Ito was unimpressed. “Astro data. So?”

Nigel said dryly, “That peak is at an energy of point five-one-one million electron volts.”

Ito shrugged. “Yeah, so?”

Nigel knew his son’s casual challenge for what it was—energies contained in a young soul, spurting out in moments of arch nonchalance. “Son, that’s a lot of energy to pack into a single photon.”

“So?”

“It’s also precisely the sum squeezed out when an electron meets its antiparticle, the positron.”

“Ummm.” Ito frowned, not ready to give up his bored manner so easily. “Dad, you get interested in just about anything.”

Angelina blurted out, “You think this is anything? It’s antimatter, silly—dying!”

Ito said warily, “How do you figure that?”

“An electron and a positron come together, bang!” She smacked her hands together. “—nothing left but light. This light. The annihilation line. And look—it fills the sky!”

Nigel smiled, proud of her. To his despair, Nigel’s two sons were fine young men with only passing interest in matters technical.

Nearly thirty thousand years ago—in strict time as measured by the galactic rest coordinates, not the pliant esty time frame—Nigel himself had been a classic science nerd, addicted to his studies. Only later did his attentions turn to the immensely larger and more varied world of politics, literature, women.

A classic pattern, in the ancient TwenCen. His sons seemed to be going at it in reverse order. Or so the complaints from their neighbors—a half-day’s walk away, but with winsome daughters—said.

He studied the pictures. The dead woman had been outside, on a planet, watching—distant galaxies? Forming stars? The patchy clouds might be anything. They spoke of immense energies at work. A whole sky of photons that would fry biological life-forms. Where? When?

Nikka said, “The Old Ones will want this—soon.”

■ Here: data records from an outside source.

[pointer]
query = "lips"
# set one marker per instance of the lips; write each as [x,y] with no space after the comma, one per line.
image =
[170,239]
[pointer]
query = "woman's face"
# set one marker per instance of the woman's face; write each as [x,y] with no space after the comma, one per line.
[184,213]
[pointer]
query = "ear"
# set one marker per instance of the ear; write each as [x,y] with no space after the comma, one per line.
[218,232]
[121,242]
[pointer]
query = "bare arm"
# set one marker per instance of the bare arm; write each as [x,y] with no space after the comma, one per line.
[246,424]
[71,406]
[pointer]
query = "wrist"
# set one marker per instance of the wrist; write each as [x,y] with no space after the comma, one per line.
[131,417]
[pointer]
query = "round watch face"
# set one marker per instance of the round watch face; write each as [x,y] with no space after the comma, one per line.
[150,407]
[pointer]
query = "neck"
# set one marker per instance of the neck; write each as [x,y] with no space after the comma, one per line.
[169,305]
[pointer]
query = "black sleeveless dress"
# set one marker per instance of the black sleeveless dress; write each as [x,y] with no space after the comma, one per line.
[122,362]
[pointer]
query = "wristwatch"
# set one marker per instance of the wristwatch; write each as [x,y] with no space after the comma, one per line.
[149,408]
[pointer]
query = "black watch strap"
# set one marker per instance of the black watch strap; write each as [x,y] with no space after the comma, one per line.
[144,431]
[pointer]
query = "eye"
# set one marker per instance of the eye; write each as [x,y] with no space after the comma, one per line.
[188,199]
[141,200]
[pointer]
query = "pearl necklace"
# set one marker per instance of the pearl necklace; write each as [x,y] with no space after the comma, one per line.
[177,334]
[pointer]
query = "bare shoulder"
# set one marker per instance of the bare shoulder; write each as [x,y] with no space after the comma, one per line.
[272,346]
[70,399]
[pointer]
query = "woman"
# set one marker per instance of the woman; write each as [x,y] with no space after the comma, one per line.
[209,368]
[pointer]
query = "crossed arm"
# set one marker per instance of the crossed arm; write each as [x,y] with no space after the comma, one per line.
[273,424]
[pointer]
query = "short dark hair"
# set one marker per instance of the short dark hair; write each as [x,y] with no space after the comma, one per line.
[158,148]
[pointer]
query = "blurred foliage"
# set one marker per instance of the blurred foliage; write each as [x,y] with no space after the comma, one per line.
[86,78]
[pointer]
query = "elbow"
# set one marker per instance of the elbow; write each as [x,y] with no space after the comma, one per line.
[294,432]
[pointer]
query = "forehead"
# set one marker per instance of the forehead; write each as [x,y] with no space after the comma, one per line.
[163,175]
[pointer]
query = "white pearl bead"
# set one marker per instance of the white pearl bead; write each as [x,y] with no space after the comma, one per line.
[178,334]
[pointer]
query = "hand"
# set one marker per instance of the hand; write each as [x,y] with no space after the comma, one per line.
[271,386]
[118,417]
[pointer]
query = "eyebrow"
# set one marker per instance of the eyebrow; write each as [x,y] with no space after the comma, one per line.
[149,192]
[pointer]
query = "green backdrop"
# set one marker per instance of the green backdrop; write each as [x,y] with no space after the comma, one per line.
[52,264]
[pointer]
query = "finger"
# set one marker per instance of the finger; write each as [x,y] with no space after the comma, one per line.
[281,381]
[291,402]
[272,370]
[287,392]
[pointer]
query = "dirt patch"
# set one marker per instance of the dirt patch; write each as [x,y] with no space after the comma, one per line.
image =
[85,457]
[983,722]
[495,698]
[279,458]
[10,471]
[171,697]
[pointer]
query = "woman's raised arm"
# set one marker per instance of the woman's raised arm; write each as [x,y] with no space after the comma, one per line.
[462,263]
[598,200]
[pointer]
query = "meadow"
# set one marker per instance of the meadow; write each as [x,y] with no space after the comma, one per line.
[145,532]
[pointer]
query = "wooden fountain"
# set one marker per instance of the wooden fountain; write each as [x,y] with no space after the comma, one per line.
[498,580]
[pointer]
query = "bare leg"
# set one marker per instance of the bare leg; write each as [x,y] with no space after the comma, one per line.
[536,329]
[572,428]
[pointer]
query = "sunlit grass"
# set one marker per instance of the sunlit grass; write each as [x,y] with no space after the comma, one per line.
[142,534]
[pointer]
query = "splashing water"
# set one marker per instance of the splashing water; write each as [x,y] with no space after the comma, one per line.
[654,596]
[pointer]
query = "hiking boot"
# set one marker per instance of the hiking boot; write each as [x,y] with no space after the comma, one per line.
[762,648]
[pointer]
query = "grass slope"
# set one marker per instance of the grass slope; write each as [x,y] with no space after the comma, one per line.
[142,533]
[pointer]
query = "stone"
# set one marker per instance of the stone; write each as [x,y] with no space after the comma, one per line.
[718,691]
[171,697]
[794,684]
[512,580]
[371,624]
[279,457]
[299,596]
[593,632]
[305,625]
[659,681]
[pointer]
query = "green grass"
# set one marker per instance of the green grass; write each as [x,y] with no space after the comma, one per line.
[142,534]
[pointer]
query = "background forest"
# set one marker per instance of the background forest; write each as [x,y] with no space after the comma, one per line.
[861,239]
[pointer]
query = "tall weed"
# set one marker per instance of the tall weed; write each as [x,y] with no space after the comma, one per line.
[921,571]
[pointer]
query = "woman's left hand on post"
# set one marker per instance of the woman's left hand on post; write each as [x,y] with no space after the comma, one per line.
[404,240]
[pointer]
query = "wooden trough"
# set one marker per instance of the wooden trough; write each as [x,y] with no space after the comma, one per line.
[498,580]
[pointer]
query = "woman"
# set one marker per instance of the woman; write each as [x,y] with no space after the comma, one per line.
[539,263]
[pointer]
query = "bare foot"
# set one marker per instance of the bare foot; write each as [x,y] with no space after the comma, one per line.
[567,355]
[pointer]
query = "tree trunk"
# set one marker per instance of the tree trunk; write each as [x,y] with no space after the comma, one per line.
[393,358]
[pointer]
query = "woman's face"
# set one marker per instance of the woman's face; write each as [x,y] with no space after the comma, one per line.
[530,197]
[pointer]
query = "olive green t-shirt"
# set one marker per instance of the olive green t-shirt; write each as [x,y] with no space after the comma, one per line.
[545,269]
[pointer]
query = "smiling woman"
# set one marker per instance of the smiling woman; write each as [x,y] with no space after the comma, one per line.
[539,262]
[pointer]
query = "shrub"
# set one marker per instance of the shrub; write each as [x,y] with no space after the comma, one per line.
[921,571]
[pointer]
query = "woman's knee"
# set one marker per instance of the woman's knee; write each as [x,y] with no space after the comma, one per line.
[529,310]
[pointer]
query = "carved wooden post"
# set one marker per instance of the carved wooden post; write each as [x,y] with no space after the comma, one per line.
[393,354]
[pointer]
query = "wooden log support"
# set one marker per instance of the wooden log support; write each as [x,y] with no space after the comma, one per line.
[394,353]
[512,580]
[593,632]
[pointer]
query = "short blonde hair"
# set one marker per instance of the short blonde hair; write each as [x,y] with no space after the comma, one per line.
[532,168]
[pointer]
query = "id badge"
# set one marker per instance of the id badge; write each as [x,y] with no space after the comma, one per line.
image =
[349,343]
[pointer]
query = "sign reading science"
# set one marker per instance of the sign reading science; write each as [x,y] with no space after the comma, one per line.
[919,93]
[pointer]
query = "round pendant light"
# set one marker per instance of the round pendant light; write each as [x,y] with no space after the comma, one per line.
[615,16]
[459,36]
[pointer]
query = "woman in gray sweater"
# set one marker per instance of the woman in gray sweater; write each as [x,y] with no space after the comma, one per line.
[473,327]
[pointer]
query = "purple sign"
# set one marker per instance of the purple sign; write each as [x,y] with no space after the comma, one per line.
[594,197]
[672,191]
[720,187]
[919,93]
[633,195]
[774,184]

“Ummm.” Nigel gave her a canny glance. “Let’s say, the near soon.”

Benjamin said earnestly, “But we’re supposed to—”

“Right.” Nigel grinned, raising eyebrows. “And we always do what we’re supposed to.”

Nikka looked at him with an expression of tired tolerance. “You wanted to live in a quiet place. It’s a little too late to complain about being bored.”

“I’m not bored,” Nigel countered. “Just a bit curious.”

“You wanted to live near that worm thing out there, Dad,” his daughter said. “Why? It’s dangerous.”

Nigel waved an arm, taking in the rolling hills and long, flat-bottomed canyons. “Pleasant, a fine place to bring up children. That worm doesn’t act up much. We’re pretty safe here, tucked away in a Lane. Hard for the mechs to find. But that doesn’t mean we should stop learning. I’d like to see if something follows the woman. If the Old Ones send a delegation, you can be sure we’ll learn nothing. Strange things come through these esty worms and—”

“Your father likes to keep his hand in the game.”